Purpose: Use a SQL Query in MS Access to locate all records matching specific keywords in a long text field
I am attempting to query for all records in a MS Access DB that have a match on a list of specific keywords within a field. The keywords are as follows:
AIN, ATIN, CKD, AKI, ARF
Issue I'm running into is that the field is a free text entry field, so the formatting of the data is all over the place, and the keywords I'm searching on will often appear in the middle of other full length words (i.e. AIN matches on "pAIN","agAIN", etc), while I only want to include matches on words that are strictly the keywords (i.e. " AIN ", " AKI ").
The idea I'm working with is to simply include matches that will hit on the following format: field_name like '* AIN *'.So basically only include matches that have a space before and after the keyword to limit the number of false positives appearing in the result set.

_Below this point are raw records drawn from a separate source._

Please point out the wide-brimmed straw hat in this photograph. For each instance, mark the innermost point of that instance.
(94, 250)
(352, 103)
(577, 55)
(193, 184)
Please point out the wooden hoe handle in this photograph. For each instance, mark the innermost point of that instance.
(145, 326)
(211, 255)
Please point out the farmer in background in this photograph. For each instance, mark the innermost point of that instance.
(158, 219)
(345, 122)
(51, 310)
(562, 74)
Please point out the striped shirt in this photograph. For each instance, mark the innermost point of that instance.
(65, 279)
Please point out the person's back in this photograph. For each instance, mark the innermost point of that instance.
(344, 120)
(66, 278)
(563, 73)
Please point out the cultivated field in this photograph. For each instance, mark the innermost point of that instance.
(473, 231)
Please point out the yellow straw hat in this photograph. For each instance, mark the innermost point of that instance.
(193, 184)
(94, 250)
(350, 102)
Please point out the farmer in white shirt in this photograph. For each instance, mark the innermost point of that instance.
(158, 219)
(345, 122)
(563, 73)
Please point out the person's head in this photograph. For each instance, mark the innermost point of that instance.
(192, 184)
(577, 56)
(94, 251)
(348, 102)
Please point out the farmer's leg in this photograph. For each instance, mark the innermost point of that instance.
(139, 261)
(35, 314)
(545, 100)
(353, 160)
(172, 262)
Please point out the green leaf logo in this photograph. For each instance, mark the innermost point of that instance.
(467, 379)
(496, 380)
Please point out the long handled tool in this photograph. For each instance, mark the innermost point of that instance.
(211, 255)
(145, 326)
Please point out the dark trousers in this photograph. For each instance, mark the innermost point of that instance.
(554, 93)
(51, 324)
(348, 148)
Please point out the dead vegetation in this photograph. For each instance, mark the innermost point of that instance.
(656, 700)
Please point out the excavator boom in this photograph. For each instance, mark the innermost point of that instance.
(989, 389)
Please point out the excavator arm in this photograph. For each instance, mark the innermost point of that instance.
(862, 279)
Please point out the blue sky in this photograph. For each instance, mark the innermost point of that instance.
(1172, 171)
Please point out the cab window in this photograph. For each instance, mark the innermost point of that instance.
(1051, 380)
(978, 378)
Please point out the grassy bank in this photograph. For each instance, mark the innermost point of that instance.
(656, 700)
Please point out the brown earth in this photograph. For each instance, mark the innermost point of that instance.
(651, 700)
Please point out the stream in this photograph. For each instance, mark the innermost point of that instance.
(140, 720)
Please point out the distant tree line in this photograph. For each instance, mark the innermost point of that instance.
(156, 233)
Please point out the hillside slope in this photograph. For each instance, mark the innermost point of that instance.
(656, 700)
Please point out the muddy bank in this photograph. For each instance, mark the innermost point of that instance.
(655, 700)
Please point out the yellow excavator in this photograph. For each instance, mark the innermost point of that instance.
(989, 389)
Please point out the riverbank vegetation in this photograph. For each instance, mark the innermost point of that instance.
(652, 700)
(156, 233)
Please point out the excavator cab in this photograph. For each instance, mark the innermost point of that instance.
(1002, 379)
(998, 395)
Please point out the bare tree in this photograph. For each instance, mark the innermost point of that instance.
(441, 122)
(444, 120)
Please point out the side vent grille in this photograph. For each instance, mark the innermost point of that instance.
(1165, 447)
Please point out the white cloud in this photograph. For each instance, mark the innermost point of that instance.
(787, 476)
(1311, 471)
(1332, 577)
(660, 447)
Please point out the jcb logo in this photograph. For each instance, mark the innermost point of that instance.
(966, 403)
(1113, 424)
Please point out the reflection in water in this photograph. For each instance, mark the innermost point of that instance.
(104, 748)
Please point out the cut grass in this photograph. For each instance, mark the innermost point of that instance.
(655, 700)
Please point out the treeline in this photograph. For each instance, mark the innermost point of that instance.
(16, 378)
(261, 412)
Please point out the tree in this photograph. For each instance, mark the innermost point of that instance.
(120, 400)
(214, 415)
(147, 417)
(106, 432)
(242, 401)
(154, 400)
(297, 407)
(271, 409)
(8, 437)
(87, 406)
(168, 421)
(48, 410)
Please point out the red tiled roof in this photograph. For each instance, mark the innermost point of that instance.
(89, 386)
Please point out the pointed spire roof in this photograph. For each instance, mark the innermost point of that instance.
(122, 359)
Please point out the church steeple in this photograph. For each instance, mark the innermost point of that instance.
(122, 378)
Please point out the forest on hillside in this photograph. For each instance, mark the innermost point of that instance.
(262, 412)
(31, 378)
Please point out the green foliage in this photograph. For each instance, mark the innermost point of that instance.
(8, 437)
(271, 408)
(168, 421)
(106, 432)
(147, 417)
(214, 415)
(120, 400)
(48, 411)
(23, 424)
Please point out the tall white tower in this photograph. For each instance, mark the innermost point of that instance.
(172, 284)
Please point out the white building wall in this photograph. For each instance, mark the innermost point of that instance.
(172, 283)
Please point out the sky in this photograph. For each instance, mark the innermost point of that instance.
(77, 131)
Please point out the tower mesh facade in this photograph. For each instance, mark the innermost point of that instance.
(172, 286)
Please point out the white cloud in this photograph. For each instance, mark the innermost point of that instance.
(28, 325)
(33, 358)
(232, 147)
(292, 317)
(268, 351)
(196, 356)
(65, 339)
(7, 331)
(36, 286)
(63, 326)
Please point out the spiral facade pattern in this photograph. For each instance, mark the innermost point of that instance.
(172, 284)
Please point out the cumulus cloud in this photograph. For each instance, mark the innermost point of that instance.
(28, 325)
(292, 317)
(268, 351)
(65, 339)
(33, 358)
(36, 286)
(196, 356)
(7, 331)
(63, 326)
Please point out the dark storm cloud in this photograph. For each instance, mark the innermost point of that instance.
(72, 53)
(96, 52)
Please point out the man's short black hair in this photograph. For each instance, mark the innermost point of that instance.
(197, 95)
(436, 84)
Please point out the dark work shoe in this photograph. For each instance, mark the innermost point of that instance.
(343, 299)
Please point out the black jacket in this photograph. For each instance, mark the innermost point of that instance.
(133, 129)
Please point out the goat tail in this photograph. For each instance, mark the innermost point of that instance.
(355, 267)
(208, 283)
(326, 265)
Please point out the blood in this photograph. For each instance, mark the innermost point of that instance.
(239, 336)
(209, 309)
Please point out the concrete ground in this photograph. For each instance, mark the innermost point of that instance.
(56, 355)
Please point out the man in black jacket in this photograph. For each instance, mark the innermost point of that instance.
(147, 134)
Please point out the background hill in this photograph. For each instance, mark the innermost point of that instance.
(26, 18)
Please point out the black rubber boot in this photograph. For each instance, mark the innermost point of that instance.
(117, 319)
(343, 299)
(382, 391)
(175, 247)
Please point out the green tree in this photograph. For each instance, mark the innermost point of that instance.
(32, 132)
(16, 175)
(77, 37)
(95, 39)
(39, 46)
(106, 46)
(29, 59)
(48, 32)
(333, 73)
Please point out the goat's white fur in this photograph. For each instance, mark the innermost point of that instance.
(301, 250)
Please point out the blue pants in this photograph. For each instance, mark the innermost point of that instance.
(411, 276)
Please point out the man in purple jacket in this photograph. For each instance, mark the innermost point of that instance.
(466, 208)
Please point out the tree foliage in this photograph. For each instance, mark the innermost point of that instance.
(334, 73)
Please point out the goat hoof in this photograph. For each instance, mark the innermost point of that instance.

I have tried writing a SQL query that will normalize the data so that all other characters that appear (".","!","?","#", etc...) will be replaced with a space character (i.e. " AIN!" would be replace(field_name,"!"," ") = " AIN ") with the idea that this should only include words containing only the keyword. In attempting to run my very long nested replace statement in the query, I am receiving the "Query Too Complex" message. Nested replace is as follows:
UCASE(REPLACE(REPLACE(REPLACE(REPLACE(REPLACE(REPLACE(REPLACE(REPLACE(REPLACE(REPLACE(REPLACE(REPLACE(REPLACE(REPLACE(REPLACE(REPLACE(REPLACE(REPLACE(REPLACE(REPLACE(REPLACE(REPLACE(REPLACE(REPLACE(REPLACE(REPLACE(REPLACE(REPLACE(REPLACE(REPLACE(REPLACE(REPLACE(REPLACE(a.REF_CONTENT_NM,chr(13)," "),chr(10)," "),"`"," "),"~"," "),"!"," "),"@"," "),"#"," "),"$"," "),"%"," "),"^"," "),"&"," "),"*"," "),"("," "),")"," "),"-"," "),"_"," "),"="," "),"+"," "),"["," "),"{"," "),"]"," "),"}"," "),";"," "),":"," "),","," "),"<"," "),"."," "),">"," "),"/"," "),"?"," "),"\"," "),"|"," "),""""," ")) like "* AIN *"
I believe that a workaround would be to create a custom function that could be referenced in the SQL statement, but I am not entirely sure of how to accomplish this. So essentially, I am looking for guidance on how to evaluate a solution of how to normalize the text like the above nested replace statement in Access without running into the "Query Too Complex message". I feel like there is a simple solution that I am just not seeing here, so guidance would be tremendously appreciated!